Date of Award


Degree Type


Degree Name

Doctor of Philosophy (PhD)

Graduate Group


First Advisor

Greg Urban


How does women’s political leadership training advance gender parity in public office? This project takes an ethnographic approach involving extensive participant observation and interviews to analyze and compare Republican and Democratic practitioners’ strategies and understandings of how to propel women into leadership. I use a discourse analytic framework to study candidate training programs as part of complex networks of political action and examine constructions of women’s leadership to explore broad questions about gender and power. What does it mean to lead as a woman? Interlocutors’ attitudes illuminate how entrenched sociocultural norms come to bear and at the same time become reimagined at this time of rapid social change in understandings of women’s place in U.S. politics.
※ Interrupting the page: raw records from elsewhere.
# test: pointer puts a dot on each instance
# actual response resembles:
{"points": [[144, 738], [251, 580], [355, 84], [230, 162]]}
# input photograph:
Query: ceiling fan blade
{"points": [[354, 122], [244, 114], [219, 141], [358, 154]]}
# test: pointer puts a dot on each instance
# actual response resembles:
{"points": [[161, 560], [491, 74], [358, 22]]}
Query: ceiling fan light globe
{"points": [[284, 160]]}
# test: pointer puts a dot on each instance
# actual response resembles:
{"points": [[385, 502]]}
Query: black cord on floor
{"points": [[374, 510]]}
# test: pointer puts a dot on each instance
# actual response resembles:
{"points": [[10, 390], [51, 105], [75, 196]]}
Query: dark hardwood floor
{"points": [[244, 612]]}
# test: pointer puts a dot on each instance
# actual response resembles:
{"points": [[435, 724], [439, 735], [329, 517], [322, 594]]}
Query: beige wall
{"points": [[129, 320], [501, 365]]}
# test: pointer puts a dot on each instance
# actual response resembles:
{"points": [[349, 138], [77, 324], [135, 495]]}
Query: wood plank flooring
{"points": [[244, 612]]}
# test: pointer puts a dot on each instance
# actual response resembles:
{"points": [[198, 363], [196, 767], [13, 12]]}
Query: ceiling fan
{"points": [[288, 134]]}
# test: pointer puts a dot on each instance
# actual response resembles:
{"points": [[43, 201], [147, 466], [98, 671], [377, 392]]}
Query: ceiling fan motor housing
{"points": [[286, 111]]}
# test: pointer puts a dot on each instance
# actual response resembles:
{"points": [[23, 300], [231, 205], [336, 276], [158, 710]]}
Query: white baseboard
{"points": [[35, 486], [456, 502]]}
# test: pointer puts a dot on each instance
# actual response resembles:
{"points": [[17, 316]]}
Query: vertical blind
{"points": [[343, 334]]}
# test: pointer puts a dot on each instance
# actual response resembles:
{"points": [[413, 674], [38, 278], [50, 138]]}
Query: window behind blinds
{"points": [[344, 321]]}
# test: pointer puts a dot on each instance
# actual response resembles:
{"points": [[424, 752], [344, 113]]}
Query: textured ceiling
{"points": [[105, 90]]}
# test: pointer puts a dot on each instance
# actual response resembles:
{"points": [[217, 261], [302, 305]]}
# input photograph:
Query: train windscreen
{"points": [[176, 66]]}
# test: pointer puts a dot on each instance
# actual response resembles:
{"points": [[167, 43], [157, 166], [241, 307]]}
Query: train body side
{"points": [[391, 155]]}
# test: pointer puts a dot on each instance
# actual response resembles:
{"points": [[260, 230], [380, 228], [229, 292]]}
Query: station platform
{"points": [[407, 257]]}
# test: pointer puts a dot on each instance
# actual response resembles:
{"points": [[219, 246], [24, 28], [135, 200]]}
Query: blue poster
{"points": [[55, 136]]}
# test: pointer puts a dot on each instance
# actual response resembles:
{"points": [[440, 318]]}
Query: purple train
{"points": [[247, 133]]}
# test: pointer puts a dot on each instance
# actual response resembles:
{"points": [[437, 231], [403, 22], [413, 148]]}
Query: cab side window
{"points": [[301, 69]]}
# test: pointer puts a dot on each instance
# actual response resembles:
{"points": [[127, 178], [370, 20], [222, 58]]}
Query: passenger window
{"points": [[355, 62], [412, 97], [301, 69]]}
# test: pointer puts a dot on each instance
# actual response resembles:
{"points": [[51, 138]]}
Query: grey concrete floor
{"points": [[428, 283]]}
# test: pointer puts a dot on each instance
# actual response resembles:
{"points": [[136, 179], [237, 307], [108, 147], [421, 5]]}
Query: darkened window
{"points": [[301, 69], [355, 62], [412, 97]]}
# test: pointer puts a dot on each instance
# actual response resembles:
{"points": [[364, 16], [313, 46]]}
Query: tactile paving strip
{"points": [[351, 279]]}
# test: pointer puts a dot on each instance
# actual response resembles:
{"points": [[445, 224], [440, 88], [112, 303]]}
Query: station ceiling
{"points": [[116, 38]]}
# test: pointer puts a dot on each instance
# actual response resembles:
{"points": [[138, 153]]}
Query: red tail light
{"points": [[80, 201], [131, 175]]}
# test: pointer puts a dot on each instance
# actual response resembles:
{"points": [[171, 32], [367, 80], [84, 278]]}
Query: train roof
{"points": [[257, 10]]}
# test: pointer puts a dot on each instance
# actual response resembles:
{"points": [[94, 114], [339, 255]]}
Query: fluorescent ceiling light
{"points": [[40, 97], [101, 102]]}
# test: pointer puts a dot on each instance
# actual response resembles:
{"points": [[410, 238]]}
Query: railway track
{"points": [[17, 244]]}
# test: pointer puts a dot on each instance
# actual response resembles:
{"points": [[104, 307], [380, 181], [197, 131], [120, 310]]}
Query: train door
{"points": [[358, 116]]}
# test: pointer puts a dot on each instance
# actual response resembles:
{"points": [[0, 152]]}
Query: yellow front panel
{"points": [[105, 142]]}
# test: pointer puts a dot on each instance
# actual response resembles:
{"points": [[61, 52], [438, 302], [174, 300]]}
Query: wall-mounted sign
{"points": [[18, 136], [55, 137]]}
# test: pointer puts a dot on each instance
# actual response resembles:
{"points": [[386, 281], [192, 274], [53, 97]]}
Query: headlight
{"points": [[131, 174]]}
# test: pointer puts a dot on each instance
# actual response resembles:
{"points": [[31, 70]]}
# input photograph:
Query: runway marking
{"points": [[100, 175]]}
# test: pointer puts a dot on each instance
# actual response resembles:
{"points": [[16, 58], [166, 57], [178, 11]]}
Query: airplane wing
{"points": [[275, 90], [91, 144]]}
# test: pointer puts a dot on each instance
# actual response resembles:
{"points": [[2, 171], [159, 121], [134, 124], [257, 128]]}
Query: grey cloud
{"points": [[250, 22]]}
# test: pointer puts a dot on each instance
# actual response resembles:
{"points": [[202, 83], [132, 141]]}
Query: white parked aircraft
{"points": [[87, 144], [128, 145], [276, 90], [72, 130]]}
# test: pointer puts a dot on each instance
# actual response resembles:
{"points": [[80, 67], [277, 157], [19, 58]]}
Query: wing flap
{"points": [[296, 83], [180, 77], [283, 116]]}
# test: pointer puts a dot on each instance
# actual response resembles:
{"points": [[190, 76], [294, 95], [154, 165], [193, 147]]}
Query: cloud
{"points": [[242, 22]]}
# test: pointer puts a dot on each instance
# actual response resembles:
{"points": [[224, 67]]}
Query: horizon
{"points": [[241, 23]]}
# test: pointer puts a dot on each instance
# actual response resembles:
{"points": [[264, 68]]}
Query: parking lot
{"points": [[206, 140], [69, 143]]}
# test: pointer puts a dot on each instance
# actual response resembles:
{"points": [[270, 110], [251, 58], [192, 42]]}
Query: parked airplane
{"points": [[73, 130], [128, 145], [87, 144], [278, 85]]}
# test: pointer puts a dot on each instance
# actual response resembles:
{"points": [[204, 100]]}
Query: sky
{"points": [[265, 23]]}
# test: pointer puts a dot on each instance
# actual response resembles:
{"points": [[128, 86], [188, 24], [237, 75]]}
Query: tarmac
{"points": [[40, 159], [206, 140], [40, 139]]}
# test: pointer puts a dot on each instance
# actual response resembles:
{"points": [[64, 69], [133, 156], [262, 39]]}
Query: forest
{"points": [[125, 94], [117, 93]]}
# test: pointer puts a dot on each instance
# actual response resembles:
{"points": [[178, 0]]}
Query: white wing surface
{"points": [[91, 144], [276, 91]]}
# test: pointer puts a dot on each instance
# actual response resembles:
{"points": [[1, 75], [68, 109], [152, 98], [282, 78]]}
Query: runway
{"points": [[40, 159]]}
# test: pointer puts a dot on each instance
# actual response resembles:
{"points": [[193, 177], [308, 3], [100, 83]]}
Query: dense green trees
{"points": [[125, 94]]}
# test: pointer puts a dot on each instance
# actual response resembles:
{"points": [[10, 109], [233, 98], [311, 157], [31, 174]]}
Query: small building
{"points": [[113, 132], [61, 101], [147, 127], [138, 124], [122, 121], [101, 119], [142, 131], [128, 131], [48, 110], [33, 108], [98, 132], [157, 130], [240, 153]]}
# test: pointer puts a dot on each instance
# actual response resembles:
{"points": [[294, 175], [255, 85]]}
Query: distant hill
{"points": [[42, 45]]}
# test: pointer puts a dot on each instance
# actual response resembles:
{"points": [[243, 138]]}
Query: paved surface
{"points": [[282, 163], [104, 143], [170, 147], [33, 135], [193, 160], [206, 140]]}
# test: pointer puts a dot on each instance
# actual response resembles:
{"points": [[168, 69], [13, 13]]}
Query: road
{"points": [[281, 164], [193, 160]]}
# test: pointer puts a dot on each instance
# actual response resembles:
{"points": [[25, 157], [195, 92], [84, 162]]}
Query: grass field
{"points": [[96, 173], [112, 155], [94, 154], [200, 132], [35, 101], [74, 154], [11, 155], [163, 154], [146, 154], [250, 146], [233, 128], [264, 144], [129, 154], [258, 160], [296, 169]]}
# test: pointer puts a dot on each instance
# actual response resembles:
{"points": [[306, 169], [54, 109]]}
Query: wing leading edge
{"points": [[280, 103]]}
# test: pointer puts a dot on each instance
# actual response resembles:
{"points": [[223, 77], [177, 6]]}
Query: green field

How do training programs and aspiring women candidates go about the transformational process of developing leadership qualities, in light of the gender ideologies and political party cultural values surrounding them? I find that partisan differences in ideological orientations to gender and leadership run contrary to what may be expected based on historical partisan commitments to the gender binary, indicating how advocates’ gender ideologies cannot be assumed based on their political ideologies. While rightwing gender-related political movements have tended to mobilize around understandings of the distinctive values of masculine and feminine in the past, leftwing groups today mobilize around gender difference and the perceived benefits of feminine leadership while simultaneously navigating the growing movement to break down sex and gender binarism. Considering political representation as a semiotic process allows for an investigation of democratic representation and electability as linked to semiotic representation, and reflective of surrounding sociocultural norms and ideologies. I intend for this dissertation to have both scholarly value and practical utility for advocates working to broaden democratic participation. I find that longer-term, cohort-based candidate training programs have the potential to build powerful social networks that serve as avenues for fundraising and mentorship and can help mitigate some external barriers to candidacy, a function that has been overlooked by other scholars.